Bernard Poole

Position
Second Row
Honours
England
Heritage Number
870
APPS
288
POINTS
152

BIOGRAPHY

Hunslet-born and brought up in the traditions of the game there, Bernard Poole initially signed for Hull in 1947 but was brought to Leeds a week into the 1950-1 season, when the management decided the pack needed beefing up after a 14th placed finish the year before and a surprise early loss at Keighley.

He made his debut in the derby at Bramley three days later and scored a try in a 25-10 win. According to team manager and club historian Ken Dalby, he “displayed in that game the relentless tackling, enthusiastic backing up, and wholehearted endeavour which were to be the hallmark of each of his subsequent performances.” Within three months of signing, he gained his sole international cap in England’s 14-9 European Championship win over France at Headingley. He also won his first Yorkshire cap, one of nine in total, that season. Initially forming a fine partnership with Arthur Clues, he was in the Leeds side that lost in the Challenge Cup semi-final replay against Barrow at Fartown in his first campaign, and was also one of Leeds’s eight try scorers when they bet Italy 56-41 in an exhibition game in September 1950. He crossed again in the home Yorkshire Cup semi final defeat to Wakefield the following season as Leeds went down 18-17 and seemed to be everywhere in the closing minutes as the Loiners pressed for victory.

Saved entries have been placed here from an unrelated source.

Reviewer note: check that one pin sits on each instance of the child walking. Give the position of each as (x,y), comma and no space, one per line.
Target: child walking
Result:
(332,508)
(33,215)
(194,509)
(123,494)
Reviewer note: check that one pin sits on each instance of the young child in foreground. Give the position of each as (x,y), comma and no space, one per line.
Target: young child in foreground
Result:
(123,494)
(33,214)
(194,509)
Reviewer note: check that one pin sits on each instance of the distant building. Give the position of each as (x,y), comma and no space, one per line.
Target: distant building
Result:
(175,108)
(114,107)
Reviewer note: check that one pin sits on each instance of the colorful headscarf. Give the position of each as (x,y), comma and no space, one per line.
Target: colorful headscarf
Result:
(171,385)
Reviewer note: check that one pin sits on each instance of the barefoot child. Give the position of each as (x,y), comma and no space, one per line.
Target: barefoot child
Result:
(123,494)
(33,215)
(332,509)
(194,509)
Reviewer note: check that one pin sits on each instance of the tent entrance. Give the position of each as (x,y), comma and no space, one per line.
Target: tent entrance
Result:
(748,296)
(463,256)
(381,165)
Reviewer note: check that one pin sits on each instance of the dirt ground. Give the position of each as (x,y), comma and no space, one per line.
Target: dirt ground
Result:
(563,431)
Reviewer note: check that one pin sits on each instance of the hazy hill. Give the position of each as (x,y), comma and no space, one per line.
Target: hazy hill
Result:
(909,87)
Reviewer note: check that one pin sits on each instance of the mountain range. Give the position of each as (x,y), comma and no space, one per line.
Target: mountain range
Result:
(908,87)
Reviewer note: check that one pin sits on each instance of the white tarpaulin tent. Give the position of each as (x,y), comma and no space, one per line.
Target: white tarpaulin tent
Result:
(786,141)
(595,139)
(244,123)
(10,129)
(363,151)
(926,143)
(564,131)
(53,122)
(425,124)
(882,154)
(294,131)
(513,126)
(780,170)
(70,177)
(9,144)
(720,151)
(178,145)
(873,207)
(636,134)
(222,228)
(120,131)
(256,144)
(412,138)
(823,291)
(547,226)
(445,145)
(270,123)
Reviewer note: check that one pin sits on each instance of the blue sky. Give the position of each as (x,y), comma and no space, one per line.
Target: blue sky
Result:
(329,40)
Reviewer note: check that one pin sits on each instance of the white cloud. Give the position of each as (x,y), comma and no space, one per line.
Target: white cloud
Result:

His most productive campaign in terms of tries was 1954-5, when he crossed the whitewash nine times, including a brace against Hull KR in the first round of the Yorkshire Cup, a feat he repeated facing the Robins in a league game two years later. By now, with Clues having moved on to Hunslet, his consistency of performance was such that he was one of the first names on the team sheet, striking up a similarly complimentary back row partnership with Don Robinson. He also acted as a great role model for the increasing number of young forwards coming through at the club with his assiduous preparation and complete all-round game. It seemed as though domestic glory was going to elude him when he was again prominent in successfully defending a narrow lead at Hull in the first round of the Challenge Cup in 1955-6, but the blue and amber going out in the quarter finals at home to Halifax. However, the following season he was the glue that held the run to and triumph at Wembley together.

He started the 1957-8 season in fine form, picking up three tries in four games against Hull, Blackpool and Huddersfield but the cup winning pack quickly broke up and, following defeat in the Yorkshire Cup semi final by Huddersfield in early October he, along with Ernie Hopper, was released. In all he made 288 appearances, crossing for a highly respectable 50 tries and kicking his sole goal in a 19-13 win, again over Hull KR, in December 1951.